Lire aussi. Retraites : les jeunes des quartiers populaires sont-ils absents des manifestations ?

« Je comprends que les gens ne veulent pas se mobiliser, poursuit Maxendre. Les rapports avec la police ne sont pas bons, on se sent fliqués et il y a une peur de cette violence des forces de l’ordre. » Le directeur de la régie de proximité, Ludovic Bar, a, lui, rejoint les cortèges contre la réforme et à travers son engagement syndical, il se mobilise plus largement.

Au rez-de-chaussée d’un immeuble, la régie accueille des personnes en insertion avec « un parcours particulier » et des gens « privés d’emploi ». Ludovic travaille au contact de celles et ceux qui seront le plus durement frappés par le projet du gouvernement. Derrière son bureau, où un exemplaire du Monde diplomatique traîne parmi d’autres documents, il dit observer un sentiment de résignation : « Les gens sont contre, mais se disent que le gouvernement fera ce qu’il veut ».

« On ne peut pas demander à quelqu’un de se battre quand les services publics ne sont pas là. On ne peut pas demander à quelqu’un de s’investir sur le collectif si le collectif ne fonctionne pas », explique-t-il. À moyen ou long terme, Ludovic craint que la colère ne se répercute dans les urnes en creusant encore l’abstention. À Villetaneuse, 45 % des votants ne sont pas allés voter lors du second tour de la présidentielle, contre 28 % au niveau national.

« De la méfiance et du désintérêt pour la politique »

Adjoint à la jeunesse à la mairie de Villetaneuse, Fayçal Bougria, constate lui « du désintérêt et de la méfiance envers les politiques qui ne tiennent pas leurs promesses », mais aussi une forme de fatalisme. « Il y a eu un élan politique chez de nombreux jeunes qui ont voté pour Jean-Luc Mélenchon, malheureusement, c’est tombé à plat au second tour », interroge-t-il. Le candidat de la France insoumise a, en effet, obtenu 65,39 % des suffrages exprimés au premier tour, Son meilleur score dans une commune en France. « La finalité de la mobilisation n’est pas évidente », pointe aussi l’élu qui évoque le 49.3 comme facteur de démobilisation.

Près des cités-jardins typiques des constructions des années 70, une large fresque bigarrée tranche avec le gris de ville et colore l’entrée du centre socio-culturel. Isabelle y travaille en tant qu’agent d’accueil. Elle a retrouvé du travail après une vague de suppression de postes dans son ancien emploi. Une chance, selon cette employée de 52 ans.

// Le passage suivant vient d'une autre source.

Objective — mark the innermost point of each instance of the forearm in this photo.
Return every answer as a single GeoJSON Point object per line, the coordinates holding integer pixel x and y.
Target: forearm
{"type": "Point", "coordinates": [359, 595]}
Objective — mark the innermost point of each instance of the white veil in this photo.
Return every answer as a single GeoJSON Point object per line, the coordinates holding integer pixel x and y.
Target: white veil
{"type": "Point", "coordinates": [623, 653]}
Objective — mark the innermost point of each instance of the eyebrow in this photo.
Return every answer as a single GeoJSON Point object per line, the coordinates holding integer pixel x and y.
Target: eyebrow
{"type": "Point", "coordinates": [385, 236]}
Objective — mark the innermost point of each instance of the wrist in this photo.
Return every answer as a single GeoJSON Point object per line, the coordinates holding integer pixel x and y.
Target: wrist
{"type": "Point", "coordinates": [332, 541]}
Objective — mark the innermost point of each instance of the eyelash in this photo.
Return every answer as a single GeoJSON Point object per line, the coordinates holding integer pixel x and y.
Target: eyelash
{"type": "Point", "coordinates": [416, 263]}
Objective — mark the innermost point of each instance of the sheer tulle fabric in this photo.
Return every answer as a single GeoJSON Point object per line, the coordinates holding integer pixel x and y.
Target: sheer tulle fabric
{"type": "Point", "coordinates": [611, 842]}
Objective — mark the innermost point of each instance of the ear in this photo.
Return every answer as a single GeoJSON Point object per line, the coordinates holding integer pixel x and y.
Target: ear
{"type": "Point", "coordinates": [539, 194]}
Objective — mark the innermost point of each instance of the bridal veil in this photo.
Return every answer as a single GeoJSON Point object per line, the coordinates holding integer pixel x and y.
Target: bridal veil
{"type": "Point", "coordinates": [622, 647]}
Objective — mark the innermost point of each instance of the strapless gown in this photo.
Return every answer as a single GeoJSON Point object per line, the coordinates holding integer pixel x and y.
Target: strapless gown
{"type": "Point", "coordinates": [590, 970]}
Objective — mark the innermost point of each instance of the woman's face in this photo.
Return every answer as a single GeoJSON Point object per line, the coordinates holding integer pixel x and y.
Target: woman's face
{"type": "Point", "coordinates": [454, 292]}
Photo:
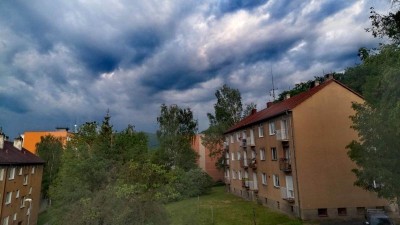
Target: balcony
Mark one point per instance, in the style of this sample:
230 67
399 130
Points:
244 163
285 165
282 135
287 194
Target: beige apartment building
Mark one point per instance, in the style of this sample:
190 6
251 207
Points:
292 156
20 183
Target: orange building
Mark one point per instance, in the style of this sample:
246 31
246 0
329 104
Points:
31 138
292 156
20 183
204 161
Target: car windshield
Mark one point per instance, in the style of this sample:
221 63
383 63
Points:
380 221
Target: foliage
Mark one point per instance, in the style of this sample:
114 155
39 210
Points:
214 208
377 122
177 129
49 149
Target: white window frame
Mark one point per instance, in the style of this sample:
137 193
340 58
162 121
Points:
264 178
272 129
8 198
11 173
276 180
26 179
260 130
262 154
274 154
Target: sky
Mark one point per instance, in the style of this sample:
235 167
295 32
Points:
68 62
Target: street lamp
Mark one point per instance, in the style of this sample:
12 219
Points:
29 209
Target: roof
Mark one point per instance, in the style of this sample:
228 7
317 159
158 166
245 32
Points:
283 106
11 155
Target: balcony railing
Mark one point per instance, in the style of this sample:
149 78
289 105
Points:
285 165
282 135
287 194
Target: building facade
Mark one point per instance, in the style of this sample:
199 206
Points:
205 162
292 156
20 183
32 138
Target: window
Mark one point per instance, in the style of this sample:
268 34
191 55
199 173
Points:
276 180
260 131
323 212
274 155
11 173
1 174
5 220
264 178
342 211
262 154
271 128
25 179
8 197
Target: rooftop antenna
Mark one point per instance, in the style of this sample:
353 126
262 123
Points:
272 92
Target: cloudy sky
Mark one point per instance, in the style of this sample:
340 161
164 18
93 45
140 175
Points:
69 61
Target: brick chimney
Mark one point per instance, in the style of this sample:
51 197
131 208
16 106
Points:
2 139
18 143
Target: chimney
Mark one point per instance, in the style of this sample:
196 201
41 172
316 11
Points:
2 139
18 143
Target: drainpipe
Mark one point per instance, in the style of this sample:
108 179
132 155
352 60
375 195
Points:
294 158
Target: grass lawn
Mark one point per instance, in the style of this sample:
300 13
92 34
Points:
221 208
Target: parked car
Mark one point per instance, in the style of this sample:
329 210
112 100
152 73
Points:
377 217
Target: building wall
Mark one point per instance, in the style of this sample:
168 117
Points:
322 132
206 162
31 138
31 189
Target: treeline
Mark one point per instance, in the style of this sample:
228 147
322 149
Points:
106 177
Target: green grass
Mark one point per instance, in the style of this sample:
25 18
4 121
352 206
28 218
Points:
222 208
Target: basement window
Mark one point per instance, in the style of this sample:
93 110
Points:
322 212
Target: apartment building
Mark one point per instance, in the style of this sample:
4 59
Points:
20 183
205 162
292 156
32 138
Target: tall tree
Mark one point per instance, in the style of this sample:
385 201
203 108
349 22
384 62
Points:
227 111
377 121
177 129
49 149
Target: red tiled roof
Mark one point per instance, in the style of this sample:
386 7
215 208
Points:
11 155
281 107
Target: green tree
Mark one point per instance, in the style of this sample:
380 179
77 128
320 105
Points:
49 149
227 111
177 129
377 122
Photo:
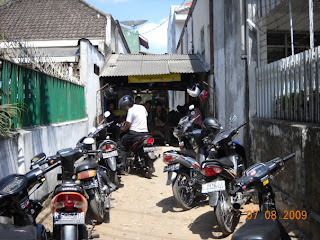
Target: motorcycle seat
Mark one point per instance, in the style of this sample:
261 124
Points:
188 153
226 162
8 231
69 187
87 164
136 144
258 228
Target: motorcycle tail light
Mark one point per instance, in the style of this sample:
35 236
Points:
86 174
109 147
167 158
211 171
69 202
149 141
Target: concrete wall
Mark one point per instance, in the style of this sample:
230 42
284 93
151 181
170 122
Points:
229 67
299 182
88 57
16 152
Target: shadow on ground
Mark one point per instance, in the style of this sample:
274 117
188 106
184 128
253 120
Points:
206 226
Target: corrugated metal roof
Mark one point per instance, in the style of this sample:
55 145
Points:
138 65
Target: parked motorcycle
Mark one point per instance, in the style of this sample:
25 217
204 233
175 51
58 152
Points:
18 212
107 157
95 181
141 156
186 124
192 174
265 224
70 201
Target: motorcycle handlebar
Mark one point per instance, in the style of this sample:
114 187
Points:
286 158
234 191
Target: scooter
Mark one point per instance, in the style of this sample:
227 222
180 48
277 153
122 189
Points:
96 183
264 224
70 201
17 212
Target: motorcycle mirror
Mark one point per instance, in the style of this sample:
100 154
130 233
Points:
233 118
106 114
92 130
88 141
38 157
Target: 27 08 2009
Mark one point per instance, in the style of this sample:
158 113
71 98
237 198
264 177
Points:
287 215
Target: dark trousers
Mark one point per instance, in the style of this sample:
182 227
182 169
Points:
127 142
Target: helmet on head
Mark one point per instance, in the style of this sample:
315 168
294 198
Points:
203 96
194 91
126 100
109 93
211 126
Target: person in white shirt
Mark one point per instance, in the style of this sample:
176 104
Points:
135 126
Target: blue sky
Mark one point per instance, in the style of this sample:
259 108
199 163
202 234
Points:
155 11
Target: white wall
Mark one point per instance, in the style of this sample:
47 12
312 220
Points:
88 57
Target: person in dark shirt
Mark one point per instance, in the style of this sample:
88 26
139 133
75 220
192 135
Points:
159 117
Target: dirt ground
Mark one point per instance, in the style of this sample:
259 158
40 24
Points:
145 209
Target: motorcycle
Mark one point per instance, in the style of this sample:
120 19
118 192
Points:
187 173
224 163
17 212
69 199
185 124
95 181
265 224
141 155
107 157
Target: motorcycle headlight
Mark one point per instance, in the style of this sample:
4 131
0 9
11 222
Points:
13 184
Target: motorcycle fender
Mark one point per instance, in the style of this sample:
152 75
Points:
213 198
171 177
90 192
112 163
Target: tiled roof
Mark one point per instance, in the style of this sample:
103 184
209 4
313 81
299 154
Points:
138 65
51 19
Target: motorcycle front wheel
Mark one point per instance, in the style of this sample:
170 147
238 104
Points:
96 207
183 192
227 217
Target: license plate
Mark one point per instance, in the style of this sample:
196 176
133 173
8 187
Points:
171 168
214 186
68 218
149 149
110 154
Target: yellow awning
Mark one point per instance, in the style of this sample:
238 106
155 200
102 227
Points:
173 77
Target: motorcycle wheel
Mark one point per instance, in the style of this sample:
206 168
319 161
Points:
227 218
69 232
115 178
183 193
96 207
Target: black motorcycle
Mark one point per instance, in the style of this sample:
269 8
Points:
95 181
142 155
18 212
185 125
70 201
265 224
224 163
107 157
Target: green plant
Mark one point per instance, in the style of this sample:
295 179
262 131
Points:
7 113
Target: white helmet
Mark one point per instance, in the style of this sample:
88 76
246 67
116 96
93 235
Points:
194 91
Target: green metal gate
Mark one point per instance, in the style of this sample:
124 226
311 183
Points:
47 99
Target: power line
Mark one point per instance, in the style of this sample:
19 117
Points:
163 21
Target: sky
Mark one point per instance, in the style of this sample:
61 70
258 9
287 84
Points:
155 11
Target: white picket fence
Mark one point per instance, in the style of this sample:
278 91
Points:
289 88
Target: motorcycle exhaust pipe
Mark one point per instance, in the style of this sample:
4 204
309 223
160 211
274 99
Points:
237 205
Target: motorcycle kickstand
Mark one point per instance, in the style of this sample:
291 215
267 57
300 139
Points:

J’en connais qui sont morts avant la retraite

« Je ne comprends pas, il faut qu’on puisse profiter de nos retraites. Moi, chez les agents de la voirie ou des espaces verts, j’en connais qui sont morts avant la retraite », s’indigne-t-elle. Sa collègue, Gaselia, est bien partie manifester une fois, mais « on est déjà en sous-effectif, les gens font comment si on ferme le centre ». Et puis, il y a la certitude que, de toutes manières, « ils [le gouvernement] ne vont pas lâcher ».

« Ici, il y a beaucoup de gens qui touchent le RSA, ce sont des gens qui ont déjà suffisamment de problèmes », rapporte Gaselia. Et d’exhorter : « Il faudrait refaire mai 68 et pas seulement des petites manifs par-ci, par là. On arrête tous de travailler et on y va, on bloque tout », s’enflamme-t-elle avant de retourner à la tâche.